Klaus, who has been highly skeptical of increasing the EU's powers, signed the Lisbon Treaty at the Prague Castle at 3 p.m. (1400 GMT), hours after his nation's Constitutional Court ruled that the document was in line with the country's constitution.
Klaus has been tirelessly attacking the document, claiming it would hand too much power to European Union institutions in Brussels. He was awaiting the Brno-based court's ruling before deciding whether to endorse it.
"I expected the decision of the Constitutional Court and respect it," Klaus told reporters Tuesday afternoon, but added he vehemently disagrees with the verdict.
"The Czech Republic will cease to be a sovereign state," once the treaty enters into force, he said.
Klaus was the last obstacle to the full ratification of the treaty, which is designed to transform Europe into a more unified and powerful global player.

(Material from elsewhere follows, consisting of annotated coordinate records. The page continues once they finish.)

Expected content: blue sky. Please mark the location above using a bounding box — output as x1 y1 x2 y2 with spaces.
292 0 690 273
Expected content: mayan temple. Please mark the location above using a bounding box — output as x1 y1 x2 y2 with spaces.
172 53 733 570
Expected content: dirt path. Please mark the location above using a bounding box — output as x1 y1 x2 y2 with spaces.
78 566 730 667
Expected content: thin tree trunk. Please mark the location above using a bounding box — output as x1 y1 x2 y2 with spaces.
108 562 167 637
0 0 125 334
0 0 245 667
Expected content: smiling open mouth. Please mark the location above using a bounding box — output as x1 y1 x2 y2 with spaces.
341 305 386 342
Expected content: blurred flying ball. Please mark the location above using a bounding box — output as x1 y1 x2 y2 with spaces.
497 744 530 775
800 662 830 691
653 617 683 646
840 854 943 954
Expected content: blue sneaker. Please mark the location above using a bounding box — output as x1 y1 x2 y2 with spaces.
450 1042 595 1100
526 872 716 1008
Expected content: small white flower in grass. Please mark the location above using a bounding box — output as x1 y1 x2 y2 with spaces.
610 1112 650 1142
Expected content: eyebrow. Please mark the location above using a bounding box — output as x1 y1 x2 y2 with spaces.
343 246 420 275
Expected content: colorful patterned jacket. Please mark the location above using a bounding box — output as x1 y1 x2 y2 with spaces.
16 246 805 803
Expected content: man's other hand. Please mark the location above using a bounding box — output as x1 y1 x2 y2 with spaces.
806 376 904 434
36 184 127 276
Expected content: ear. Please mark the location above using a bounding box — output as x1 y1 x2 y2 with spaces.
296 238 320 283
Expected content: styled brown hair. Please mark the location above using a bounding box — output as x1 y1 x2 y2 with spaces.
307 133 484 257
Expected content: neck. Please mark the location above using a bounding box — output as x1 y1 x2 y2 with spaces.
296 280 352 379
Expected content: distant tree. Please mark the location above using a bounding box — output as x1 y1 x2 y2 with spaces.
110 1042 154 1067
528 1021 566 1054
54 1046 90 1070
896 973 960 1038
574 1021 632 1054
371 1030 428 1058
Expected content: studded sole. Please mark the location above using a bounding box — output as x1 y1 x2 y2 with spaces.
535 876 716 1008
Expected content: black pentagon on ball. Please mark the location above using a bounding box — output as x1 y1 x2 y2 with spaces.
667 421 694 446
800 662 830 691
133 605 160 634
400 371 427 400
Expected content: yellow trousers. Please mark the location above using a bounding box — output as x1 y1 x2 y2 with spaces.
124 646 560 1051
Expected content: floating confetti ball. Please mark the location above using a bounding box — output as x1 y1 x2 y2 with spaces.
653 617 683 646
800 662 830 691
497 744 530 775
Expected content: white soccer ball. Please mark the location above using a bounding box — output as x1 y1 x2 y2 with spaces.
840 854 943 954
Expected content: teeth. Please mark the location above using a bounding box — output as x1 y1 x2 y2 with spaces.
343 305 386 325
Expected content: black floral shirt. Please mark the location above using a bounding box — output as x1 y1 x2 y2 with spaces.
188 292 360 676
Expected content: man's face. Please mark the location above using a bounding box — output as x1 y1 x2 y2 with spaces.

The charter, which was bogged down in negotiations for almost a decade, has been ratified by all other 26 EU nations.
The Constitutional Court's chief judge, Pavel Rychetsky, said the Lisbon Treaty "does not violate the (Czech) constitution" and that all formal obstacles for ratification "are removed."
In Brussels, European Commission President Jose Manuel Barroso said he was "extremely pleased" with the court's verdict.
"I hope that we can now move forward as quickly as possible on the nomination of the president of the European Council and vice president of the Commission High Representative," he said, referring to the newly created post of president, who will chair EU summits, and the bloc's new foreign policy chief, who will represent the EU abroad.
Jerzy Buzek, president of the European Parliament, had appeared confident Klaus would sign the treaty, adding it should now enter into force by the end of the year.
Earlier in the day, British Prime Minister Gordon Brown said he hoped that would happen "very soon."
"It is high time for us to leave the internal reform discussions behind us," said German Foreign Minister Guido Westerwelle.
Czech Prime Minister Jan Fischer welcomed the court's verdict.
"The last hurdle has been cleared," Fischer said.
The court was asked to rule by a group of senators who filed a motion arguing the treaty was not in line with the constitution. Last year, the court dismissed a similar complaint.
Failure of the treaty would send the EU into an unprecedented crisis. Negotiators say its reforms - creating a new EU president post, giving more power to the foreign policy chief and streamlining EU decision-making - are needed to make the EU more effective.
Last week, EU leaders agreed to Klaus' last-minute demand - an opt-out from the treaty's Charter of Fundamental Rights in return for his signing of it. Klaus said he was not planning to make any further demands.
The Czech leader asked for the option over worries of property claims by ethnic Germans stripped of their land and expelled after World War II.
But it was considered Klaus had used the demand for the opt-out to try to scuttle ratification of the treaty, which he opposes.